I'd be more inclined to look at this as a dream and see what we get. In the Dream of Eclipse we have the Sun and the Moon, the two primary planets in astrology. The Lights. They are the Father and Mother. Eclipses are special New or Full Moons. They occur only at the Nodes of the Moon, which many astrologers associate with karma and reincarnation. They occur in long term families, taking centuries to complete. They have to do with close alignment and light and shadow. They bring an unexpected darkening and shadow that surprise those who do not know of the pattern and cycle.

How would you read this dream?




After rereading this I felt that there was one more bit worth adding. My use of penumbra was possibly misleading. There are a number of terms that are used concerning the shadow cast by the Earth or Moon (or anything, actually). If you search for 'umbra' you can find illustrations that show this, but for eclipses, the shape of the shadow is worth knowing.



The shape of the shadow depends on the size of the planet and on the size of the light source. If you imagine shining a penlight on an apple in a dark room you can see that the shadow of the apple will be larger than the apple, and as you move the apple closer to the wall the shadow size will get closer to the size of the apple. If you used a large spotlight instead of a penlight on the apple, the shadow only appears if the apple is close to the wall and at some point it is not seen at all. In the case of the penlight, the shadow fills a conical volume that expands the farther you go. In the case of the spotlight, the cone will be smaller the farther away you go.

Since the Sun is so much larger than Earth or Moon, the shadow cast will be a cone that gets smaller. If you are inside the cone of perfect shadow you will see a Total Eclipse, and if you are on the fringes you will see a Partial Eclipse. Just imagine that during a New Moon that the path from Sun to Moon is the handle of an artist's paintbrush and that the shadow cast is the brush-tip. If the Moon is close the tip will strike the Earth, if it is farther away it will not.

One more thing.
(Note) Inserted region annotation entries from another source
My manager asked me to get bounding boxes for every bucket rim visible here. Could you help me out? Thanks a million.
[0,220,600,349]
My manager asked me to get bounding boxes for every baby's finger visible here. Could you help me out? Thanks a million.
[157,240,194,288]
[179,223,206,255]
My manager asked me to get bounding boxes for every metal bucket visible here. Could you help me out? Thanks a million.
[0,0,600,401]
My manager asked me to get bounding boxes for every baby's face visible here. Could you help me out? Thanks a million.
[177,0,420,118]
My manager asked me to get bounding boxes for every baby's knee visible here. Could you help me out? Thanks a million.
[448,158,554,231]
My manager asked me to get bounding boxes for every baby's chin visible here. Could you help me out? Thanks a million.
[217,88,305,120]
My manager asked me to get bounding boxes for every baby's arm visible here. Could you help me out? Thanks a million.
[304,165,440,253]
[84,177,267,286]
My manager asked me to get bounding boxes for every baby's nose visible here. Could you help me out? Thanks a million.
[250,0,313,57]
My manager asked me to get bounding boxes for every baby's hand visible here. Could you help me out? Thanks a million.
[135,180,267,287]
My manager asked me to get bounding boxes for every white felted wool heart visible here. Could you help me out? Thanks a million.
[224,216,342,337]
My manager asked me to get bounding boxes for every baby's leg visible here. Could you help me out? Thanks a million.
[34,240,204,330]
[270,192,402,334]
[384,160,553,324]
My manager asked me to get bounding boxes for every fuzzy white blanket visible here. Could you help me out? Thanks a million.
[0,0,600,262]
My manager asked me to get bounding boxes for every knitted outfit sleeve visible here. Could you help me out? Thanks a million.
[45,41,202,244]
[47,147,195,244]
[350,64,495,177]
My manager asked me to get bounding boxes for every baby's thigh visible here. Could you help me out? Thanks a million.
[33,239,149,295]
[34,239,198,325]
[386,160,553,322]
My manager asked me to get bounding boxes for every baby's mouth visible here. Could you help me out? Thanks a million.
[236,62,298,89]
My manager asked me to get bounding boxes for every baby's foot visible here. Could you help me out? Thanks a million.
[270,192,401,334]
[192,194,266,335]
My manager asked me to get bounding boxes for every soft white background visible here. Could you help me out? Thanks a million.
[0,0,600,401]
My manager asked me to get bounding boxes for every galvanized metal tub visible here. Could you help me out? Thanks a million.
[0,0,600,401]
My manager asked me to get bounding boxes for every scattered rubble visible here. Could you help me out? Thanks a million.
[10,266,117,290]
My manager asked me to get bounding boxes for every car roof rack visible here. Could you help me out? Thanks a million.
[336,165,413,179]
Everything in this solar system orbits around the Sun and is smaller than the Sun. The Sun emanates a huge amount of light, radiating out in all directions. Everything in the solar system in the light of the Sun is casting a conical shadow behind it. Everything. A really clever creature could use this fact and the observations of eclipses over time to build the kind of model of the solar system we now have. The things the ancient sky watchers did gave birth to Astrology and her very clever daughter Astronomy. I often wonder how they did it, what technique did they use to get it all started? They didn't have our modern tools and methods. My best thought is that they left their bodies and traveled into the solar system to understand how it worked, then came back and used the journeys to help make sense of their observations of the sky.




I have a good eclipse anecdote that I'd like to add. Back in the early 90s we were on the fringes of a big solar eclipse. It was to be a partial eclipse for a few hours for us. I was in school at the time and had to take a bus to campus when the eclipse was to start. The light took on a watery hue, slightly green and dimmer. Of course you cannot look at the sun directly but my wife and I were planning to make a camera obscura out of a cardboard box to view it. Being as busy as we were we didn't get to it before the eclipse. As I was riding the bus, noting how many people were a bit awed by the weirdness of the sunlight I eventually noticed that the handful of pinhole sized apertures in the bus window frames and the dimming of the light were somehow making camera obscura effects and projecting small images of the sun with a 'bite' taken out of on the floor of the bus! Even stranger, when I got to campus and walked under the trees, the thousands of pinholes made by the leaves of the many tree were making thousands of tiny eclipsed suns on the ground, and they would come and go as the spring breeze shook the leaves. As the hours went by I tracked the progress of the eclipse until the effect faded. It was strange and enchanting and I've never seen anything like it since.